Amendment No. 2 to Schedule 14D-9

 

 

UNITED STATES

SECURITIES AND EXCHANGE COMMISSION

Washington, D.C. 20549

 

 

SCHEDULE 14D-9

 

 

Solicitation/Recommendation Statement

Under Section 14(d)(4) of the Securities Exchange Act of 1934

(Amendment No. 2)

 

 

GENENTECH, INC.

(Name of Subject Company)

GENENTECH, INC.

(Name of Person Filing Statement)

 

 

Common Stock, par value $0.02 per share

(Title of Class of Securities)

368710406

(CUSIP Number of Class of Securities)

Sean A. Johnston

Genentech, Inc.

1 DNA Way

South San Francisco, California 94080-4990

(650) 225-1000

(Name, address and telephone number of person authorized to receive

notices and communications on behalf of the persons filing statement)

 

 

With copies to:

 

Charles M. Nathan

John M. Newell

Latham & Watkins LLP

885 Third Avenue

New York, New York 10022-4834

(212) 906-1200

 

Larry W. Sonsini

Martin W. Korman

Wilson Sonsini Goodrich & Rosati

Professional Corporation

650 Page Mill Road

Palo Alto, California 94304

(650) 493-9300

 

 

 

¨ Check the box if the filing relates solely to preliminary communications made before the commencement of a tender offer.

 

 

 


This Amendment No.2 to the Solicitation/Recommendation Statement on Schedule 14D-9 (the “Schedule 14D-9”) amends and supplements the Schedule 14D-9, originally filed by Genentech, Inc., a Delaware corporation (the “Company”), with the Securities and Exchange Commission (the “SEC”) on February 23, 2009, as amended, relating to the tender offer commenced by Roche Investments USA Inc. (“Roche Investments”) pursuant to which Roche Investments has offered to purchase all the outstanding Common Stock, par value $0.02 per share (the “Shares”) of the Company not owned by Roche Holding Ltd (“Roche Holding” and together with its affiliates (excluding the Company and its subsidiaries) and Roche Investments, “Roche”) for $86.50 per Share, upon the terms and conditions set forth in the Offer to Purchase dated February 9, 2009 and the related Letter of Transmittal (which together with the Offer to Purchase and any amendments or supplements thereto, collectively, constitute the “Offer”) contained in the Schedule TO filed by Roche Investments with the SEC on February 9, 2009. Capitalized terms used but not defined herein have the meaning ascribed to them in the Schedule 14D-9.

 

Item 4. The Solicitation or Recommendation.

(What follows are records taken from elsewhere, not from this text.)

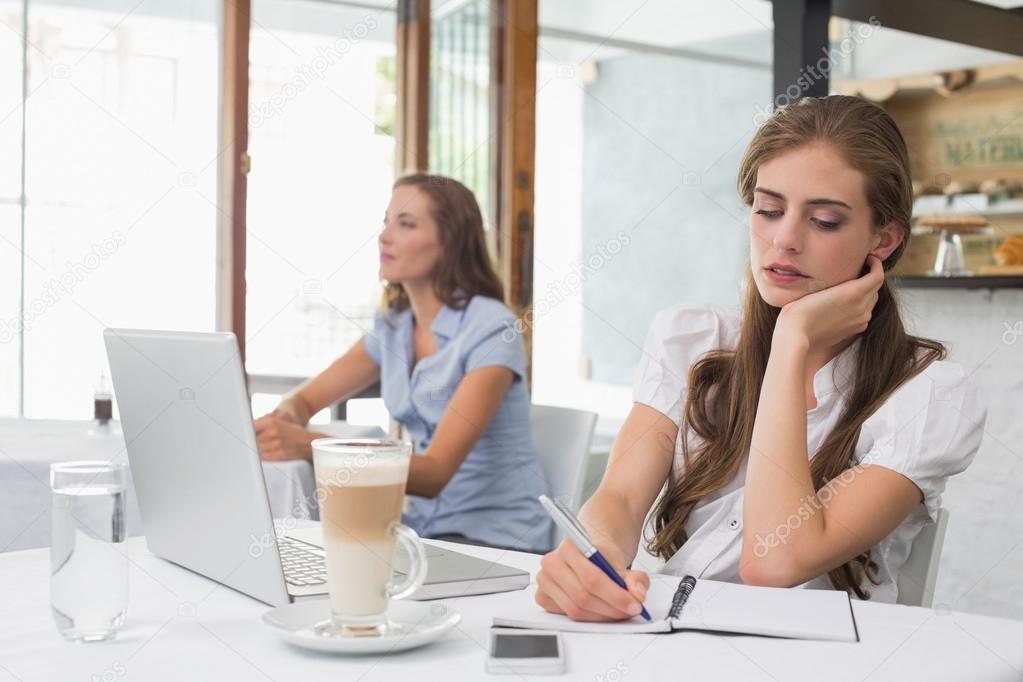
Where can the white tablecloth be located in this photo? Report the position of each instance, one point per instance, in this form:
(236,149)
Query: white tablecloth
(28,447)
(181,626)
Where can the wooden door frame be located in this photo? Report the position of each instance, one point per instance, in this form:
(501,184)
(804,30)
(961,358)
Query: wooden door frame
(515,32)
(233,164)
(412,86)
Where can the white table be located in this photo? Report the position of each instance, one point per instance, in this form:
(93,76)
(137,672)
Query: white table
(28,447)
(181,626)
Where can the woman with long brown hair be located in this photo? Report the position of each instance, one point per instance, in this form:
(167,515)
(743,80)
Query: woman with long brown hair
(805,439)
(451,367)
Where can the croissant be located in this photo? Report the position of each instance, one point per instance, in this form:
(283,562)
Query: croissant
(1010,252)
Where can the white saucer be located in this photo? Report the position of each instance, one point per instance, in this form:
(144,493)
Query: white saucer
(415,624)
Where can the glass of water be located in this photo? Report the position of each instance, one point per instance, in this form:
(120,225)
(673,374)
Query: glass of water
(88,556)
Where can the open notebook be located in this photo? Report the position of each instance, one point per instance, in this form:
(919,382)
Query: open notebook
(713,605)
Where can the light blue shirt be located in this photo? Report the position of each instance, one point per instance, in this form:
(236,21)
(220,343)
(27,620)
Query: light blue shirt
(493,495)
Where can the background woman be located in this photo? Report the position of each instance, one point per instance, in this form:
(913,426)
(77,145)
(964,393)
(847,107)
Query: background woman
(451,371)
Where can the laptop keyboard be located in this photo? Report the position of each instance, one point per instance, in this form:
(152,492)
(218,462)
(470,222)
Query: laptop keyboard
(302,566)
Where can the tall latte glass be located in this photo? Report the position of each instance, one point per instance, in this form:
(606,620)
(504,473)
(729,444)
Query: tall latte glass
(360,486)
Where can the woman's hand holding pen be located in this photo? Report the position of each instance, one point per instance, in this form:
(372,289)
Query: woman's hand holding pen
(571,584)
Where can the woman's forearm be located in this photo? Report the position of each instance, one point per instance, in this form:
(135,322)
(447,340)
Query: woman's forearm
(611,527)
(779,484)
(297,407)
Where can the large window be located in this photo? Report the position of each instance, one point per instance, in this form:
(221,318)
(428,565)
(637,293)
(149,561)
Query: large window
(10,198)
(120,141)
(460,136)
(321,140)
(642,112)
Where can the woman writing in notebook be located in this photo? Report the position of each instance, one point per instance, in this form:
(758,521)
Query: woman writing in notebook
(805,439)
(451,369)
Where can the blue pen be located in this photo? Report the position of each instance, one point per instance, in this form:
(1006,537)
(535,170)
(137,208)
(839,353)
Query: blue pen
(577,534)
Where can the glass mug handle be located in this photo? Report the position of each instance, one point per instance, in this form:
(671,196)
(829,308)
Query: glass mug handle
(417,562)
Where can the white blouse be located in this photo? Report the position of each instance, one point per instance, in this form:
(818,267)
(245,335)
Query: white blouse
(930,428)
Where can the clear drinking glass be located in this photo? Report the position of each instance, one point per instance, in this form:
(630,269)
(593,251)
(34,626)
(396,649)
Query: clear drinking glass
(88,557)
(360,487)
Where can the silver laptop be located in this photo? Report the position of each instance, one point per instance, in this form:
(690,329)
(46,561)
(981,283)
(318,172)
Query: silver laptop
(198,479)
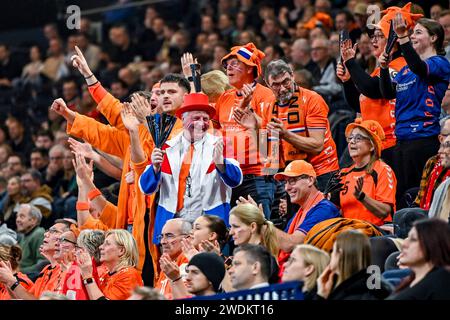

Item 4 is amended to replace the second paragraph in the section titled “—2008 Financial Plan – LRPs Consistently Underestimate Company Performance” with the following:

Each LRP contains a projection for the Company’s non-GAAP earnings per share in each of the upcoming five years and the Company’s actual non-GAAP financial results have consistently outperformed the financial projections set forth in past LRPs. The Company has historically made projections of non-GAAP earnings with respect to each of the five years in the period ending December 31, 2008 on five occasions, for a total of 25 projections. The Company’s actual non-GAAP earnings per share for those five years exceeded 24 of the 25 projections made by an average of 58%. Actual non-GAAP performance exceeded projected non-GAAP performance by an average of 95%, 79%, 59%, 40% and 11%, when projections were made 5 years, 4 years, 3 years, 2 years and 1 year in advance, respectively, indicating that the LRPs consistently underestimate actual non-GAAP performance, especially in the outer years of the LRP forecast. Please see the slide entitled “Financial Footnotes” in the “Investment Community Meeting Financial Overview” section of the Investor Presentation filed as Exhibit (a)(6) to this Schedule 14D-9 for a reconciliation and discussion of the non-GAAP financial measures.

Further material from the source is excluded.